Indeed, Selig’s agency estimates the private option could save Arkansas nearly $1 billion over 10 years. That includes the roughly $360 million the state would have paid for uncompensated care over that time, the department’s latest estimates show.

It’s expected to create thousands of new jobs and infuse hundreds of millions of dollars into the state’s economy.

Using Medicaid dollars to buy private health plans has also been a plus for the broader insurance market, Selig said. The Medicaid expansion population is healthier and younger than the rest of the population with insurance through the state’s online marketplace.

That’s helped reduce overall premiums on the marketplace by 2 percent for 2015, Selig said. It’s also attracted more insurers with five insurance companies now offering plans statewide, versus just one before, he said.

“The entire market is benefiting because we brought healthy lives into the market,” he said. “That’s a pretty big impact for a little state like Arkansas.”

‘It’s tough for a lot of people’

The private option is working for Orlando Gonzalez.

The 27-year-old from a small town in southeast Arkansas had always been relatively healthy and never thought much about getting insurance. So he didn’t worry when he took a lumber mill job that didn’t offer it.

That is until one day last winter when he felt stabbing pains in his stomach and began to vomit violently. After Gonzalez made multiple trips to the emergency room, doctors discovered a large mass in his stomach. It wasn’t cancerous but still needed to be removed surgically to avoid damage to surrounding organs.

Gonzalez and his family could not afford the nearly $35,000 or so the surgery would cost, so he put it off.

“Around this part of the woods, it’s tough for a lot of people,” he said. “There’s not these big corporate jobs.”

He eventually applied for the private option and soon landed back in the hospital with a serious infection. Doctors removed the mass and Gonzalez is now on the mend and working toward his dream of opening his own gym.

Gonzalez is a Republican who doesn’t like Obama. But he believes the private option is a great thing when people need it.

People should work when they can and not rely on tax money, but you can’t always do that, he said.

“If you physically can’t work, I’m in full support of it,” he said. “If you’re not working just because you don’t want to work, then that’s a different story.”

‘We are Arkansans’

Arkansas’ private option will continue as is — for now.

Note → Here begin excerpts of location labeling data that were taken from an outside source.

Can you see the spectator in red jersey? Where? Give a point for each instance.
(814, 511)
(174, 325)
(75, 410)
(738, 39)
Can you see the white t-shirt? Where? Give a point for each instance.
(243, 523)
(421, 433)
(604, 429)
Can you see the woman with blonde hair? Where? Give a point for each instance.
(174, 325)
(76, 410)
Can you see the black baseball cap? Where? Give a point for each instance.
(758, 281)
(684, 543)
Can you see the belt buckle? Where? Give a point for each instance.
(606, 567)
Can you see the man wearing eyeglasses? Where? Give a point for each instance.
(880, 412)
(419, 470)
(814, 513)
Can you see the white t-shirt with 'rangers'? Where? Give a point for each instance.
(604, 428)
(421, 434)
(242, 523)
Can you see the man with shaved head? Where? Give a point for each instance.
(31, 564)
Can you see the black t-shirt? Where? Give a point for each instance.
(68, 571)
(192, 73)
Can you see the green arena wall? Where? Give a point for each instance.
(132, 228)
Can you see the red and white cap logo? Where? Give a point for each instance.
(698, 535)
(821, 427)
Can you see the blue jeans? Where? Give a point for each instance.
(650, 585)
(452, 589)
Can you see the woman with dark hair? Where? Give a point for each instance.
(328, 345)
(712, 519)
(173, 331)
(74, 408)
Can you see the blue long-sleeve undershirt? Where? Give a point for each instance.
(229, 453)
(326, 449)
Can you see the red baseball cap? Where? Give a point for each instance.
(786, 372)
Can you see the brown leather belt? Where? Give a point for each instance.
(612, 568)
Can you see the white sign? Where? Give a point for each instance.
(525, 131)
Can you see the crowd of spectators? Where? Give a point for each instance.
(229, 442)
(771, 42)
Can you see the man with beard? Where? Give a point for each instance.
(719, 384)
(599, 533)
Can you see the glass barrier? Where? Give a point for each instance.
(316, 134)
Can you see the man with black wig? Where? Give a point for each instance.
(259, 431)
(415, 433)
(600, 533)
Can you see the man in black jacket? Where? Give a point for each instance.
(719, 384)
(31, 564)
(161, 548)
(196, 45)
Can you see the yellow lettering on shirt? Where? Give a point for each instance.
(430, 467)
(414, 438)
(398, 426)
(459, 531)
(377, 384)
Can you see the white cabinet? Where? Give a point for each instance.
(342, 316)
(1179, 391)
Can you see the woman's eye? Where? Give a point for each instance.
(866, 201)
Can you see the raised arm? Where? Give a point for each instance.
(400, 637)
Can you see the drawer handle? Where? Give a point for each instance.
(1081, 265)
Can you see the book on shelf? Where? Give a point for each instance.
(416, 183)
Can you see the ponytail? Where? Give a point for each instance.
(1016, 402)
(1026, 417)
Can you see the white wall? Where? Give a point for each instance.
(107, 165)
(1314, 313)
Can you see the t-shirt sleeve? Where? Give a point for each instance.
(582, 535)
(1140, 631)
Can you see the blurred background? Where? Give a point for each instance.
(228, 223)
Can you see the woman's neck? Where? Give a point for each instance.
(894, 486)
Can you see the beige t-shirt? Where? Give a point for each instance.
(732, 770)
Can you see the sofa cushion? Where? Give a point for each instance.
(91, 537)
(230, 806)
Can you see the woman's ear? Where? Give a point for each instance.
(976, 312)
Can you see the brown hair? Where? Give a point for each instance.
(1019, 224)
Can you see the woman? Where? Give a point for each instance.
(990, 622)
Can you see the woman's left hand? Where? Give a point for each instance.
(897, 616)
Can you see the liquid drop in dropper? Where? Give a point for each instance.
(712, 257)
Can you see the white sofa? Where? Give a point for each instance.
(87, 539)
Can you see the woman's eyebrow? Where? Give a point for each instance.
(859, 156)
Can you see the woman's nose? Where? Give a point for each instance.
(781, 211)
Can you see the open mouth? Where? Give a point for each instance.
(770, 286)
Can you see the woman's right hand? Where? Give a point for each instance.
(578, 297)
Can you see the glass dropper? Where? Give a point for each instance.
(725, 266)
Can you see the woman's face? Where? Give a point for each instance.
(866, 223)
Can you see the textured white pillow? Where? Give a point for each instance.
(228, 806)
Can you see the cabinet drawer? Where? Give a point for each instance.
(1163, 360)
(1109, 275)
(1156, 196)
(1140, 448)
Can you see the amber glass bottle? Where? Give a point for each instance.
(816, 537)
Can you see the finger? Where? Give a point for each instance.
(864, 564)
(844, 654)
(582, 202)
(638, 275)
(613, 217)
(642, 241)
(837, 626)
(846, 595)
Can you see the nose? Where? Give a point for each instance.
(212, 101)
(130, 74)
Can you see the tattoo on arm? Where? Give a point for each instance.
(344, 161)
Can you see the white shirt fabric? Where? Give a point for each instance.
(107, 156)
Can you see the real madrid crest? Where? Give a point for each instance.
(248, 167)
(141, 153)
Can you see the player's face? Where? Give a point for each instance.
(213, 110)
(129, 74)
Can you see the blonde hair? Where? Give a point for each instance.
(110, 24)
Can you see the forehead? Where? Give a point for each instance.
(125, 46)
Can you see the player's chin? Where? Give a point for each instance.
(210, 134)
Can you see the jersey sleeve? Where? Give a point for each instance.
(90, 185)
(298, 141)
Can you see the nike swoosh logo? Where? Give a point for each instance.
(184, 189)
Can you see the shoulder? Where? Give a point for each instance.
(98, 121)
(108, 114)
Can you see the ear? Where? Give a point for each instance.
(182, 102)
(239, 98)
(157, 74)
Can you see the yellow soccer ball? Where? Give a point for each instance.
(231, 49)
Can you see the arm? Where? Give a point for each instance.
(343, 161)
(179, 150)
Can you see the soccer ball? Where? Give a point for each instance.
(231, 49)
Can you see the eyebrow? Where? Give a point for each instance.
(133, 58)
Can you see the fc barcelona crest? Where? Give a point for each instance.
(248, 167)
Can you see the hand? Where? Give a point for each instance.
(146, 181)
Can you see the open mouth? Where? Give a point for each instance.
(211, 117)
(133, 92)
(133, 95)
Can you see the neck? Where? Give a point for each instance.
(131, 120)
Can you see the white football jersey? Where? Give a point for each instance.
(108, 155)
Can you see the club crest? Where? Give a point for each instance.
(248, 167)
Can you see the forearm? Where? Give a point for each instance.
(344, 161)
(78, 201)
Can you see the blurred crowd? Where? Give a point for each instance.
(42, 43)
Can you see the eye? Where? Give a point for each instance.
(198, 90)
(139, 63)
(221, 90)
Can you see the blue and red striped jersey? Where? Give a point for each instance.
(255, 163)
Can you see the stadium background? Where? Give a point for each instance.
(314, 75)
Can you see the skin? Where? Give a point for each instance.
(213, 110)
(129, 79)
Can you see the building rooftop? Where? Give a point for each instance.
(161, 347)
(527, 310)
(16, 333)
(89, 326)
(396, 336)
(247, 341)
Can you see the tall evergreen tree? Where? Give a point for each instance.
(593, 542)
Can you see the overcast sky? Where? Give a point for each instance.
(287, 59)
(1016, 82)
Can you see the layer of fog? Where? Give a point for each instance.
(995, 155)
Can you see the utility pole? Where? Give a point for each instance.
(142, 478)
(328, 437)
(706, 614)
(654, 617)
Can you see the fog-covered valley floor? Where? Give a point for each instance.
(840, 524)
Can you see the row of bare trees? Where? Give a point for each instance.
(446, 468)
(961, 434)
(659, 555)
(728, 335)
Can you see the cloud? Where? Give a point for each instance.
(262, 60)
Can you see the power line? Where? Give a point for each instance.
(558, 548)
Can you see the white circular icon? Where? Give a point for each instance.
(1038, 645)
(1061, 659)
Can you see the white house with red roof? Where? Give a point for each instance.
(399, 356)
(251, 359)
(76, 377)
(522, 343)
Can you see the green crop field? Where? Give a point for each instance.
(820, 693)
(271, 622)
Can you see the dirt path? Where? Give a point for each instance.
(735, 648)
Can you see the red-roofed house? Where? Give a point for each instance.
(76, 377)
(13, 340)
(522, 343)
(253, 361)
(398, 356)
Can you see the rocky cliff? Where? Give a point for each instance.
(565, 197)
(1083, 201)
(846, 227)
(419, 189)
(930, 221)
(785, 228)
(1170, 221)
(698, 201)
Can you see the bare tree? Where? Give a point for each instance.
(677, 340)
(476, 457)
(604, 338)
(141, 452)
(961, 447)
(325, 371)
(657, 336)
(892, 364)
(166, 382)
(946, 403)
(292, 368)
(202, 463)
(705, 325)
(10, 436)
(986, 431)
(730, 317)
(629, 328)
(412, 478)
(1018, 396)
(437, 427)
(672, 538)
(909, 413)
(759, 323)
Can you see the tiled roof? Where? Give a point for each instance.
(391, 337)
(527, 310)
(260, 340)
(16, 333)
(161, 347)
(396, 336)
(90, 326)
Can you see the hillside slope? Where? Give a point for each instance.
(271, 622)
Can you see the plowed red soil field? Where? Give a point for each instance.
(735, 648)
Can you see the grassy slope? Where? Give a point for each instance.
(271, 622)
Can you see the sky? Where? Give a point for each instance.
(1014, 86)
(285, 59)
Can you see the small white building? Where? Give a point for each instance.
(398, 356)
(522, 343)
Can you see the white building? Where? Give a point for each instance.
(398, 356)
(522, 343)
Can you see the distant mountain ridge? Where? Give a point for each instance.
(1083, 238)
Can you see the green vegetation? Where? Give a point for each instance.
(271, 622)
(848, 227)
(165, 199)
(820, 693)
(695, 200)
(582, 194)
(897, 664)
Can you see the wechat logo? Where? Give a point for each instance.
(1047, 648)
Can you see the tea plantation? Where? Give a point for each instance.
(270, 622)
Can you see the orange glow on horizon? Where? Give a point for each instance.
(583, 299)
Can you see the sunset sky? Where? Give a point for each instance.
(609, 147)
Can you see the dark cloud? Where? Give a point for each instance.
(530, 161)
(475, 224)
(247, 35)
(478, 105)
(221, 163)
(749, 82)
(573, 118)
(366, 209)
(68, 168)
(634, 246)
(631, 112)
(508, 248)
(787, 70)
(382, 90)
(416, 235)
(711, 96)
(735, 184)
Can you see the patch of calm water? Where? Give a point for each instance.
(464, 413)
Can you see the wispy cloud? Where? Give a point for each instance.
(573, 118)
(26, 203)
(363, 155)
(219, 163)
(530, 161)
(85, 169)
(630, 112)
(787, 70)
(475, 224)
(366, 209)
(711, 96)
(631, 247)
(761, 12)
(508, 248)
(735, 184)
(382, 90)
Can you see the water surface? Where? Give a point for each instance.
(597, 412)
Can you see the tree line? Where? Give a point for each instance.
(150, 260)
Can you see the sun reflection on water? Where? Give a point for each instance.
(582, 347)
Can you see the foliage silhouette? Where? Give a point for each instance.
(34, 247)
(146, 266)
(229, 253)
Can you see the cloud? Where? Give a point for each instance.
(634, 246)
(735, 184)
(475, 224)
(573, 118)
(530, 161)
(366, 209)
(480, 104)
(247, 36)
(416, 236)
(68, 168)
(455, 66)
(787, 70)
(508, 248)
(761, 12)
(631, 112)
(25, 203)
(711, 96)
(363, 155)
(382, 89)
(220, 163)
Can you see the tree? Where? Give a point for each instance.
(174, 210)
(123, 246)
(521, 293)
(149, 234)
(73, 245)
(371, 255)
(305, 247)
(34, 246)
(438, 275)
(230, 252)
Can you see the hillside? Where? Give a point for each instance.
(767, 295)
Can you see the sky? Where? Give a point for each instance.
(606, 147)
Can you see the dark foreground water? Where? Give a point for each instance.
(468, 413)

It is set to expire at the end of 2016; meantime, a task force will explore ways to keep health care costs in check, while maintaining coverage for individuals who got insurance under the private option.

Ultimately, the Legislature could decide to extend the private option or some variation of it. Or it could opt to do away with the program altogether and try something different, a fact that has consumer advocates and health care providers worried.

There’s concern that changes could create new barriers to people getting the care they need, said Marquita Little, health policy director of the nonprofit Arkansas Advocates for Children & Families. People with chronic illnesses are getting help. More children now have health coverage as a result of their parents getting private option coverage, she said.

“Having access to coverage allows us long-term to have a healthier population,” she said, calling the private option “hugely successful.”

During a speech in January, Gov. Hutchinson said Arkansas needs comprehensive health care reform based on the conservative principles of choice and competition while encouraging people to take responsibility for their own health care decisions. It must be a system that Arkansas can afford and doesn’t continually eat up more and more taxpayer dollars, he said.

And, Hutchinson added, leaders must look for ways to assure health care for those Arkansans who are now covered by the private option.

“We are Arkansans,” he said. “We look out for each other.”